I’ve been bad the past few months: eating more carbs than I probably would like to and hardly exercising. Maybe because it has been winter? Anyway, last week I started walking on my treadmill again when the kids go to bed or I’ll ask hubs to give me 30 minutes time while he plays with them.  I walk just enough to get me sweating, (the incline setting helps), and I am in awe that my body is doing this.  My whole life it has been difficult to sweat and now I can get a nice sweat going after a good walk on the treadmill???? What gives right?  OK so maybe a portion of it is genetics, I’m still not sweating buckets but there has been a change.  I really think that the fact I wasn’t sweating previously was an indication something wasn’t right.  I now know it had something to do with my diabetes.

I am sure my inability to produce enough insulin at all times just sucked the life out of me, literally.  I’ve never been one to drink a lot of water either so inability to produce adequate insulin together with low water consumption equals serious dehydration.  I am pretty sure I was consistently dehydrated.  No wonder why I always had dry skin and never sweat!  When I found out I was diabetic the urgent care I went to put me on an IV.  They told me it would take about an hour to drain the bag.  Ummmm 30 minutes later that baby was empty!

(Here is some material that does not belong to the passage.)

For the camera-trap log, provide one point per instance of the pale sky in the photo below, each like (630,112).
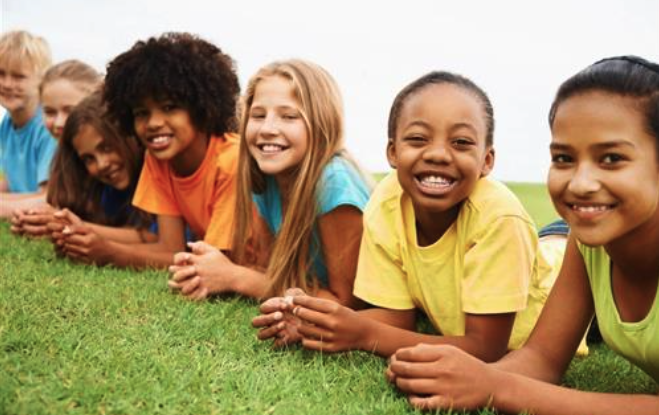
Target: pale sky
(518,51)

Most people think of sweat and say “Ewww gross!” But for me it is so reassuring to feel beads of sweat running.  It tells me that my body is functioning differently than it used to and that’s a good thing.  Insulin, eating low carb and drinking 3-4 liters of water a day (I literally carry my liter water bottle everywhere I go, ask my husband) help me stay hydrated.  Can anyone diagnosed as diabetic later in life relate to my experience with sweating?  If so please share!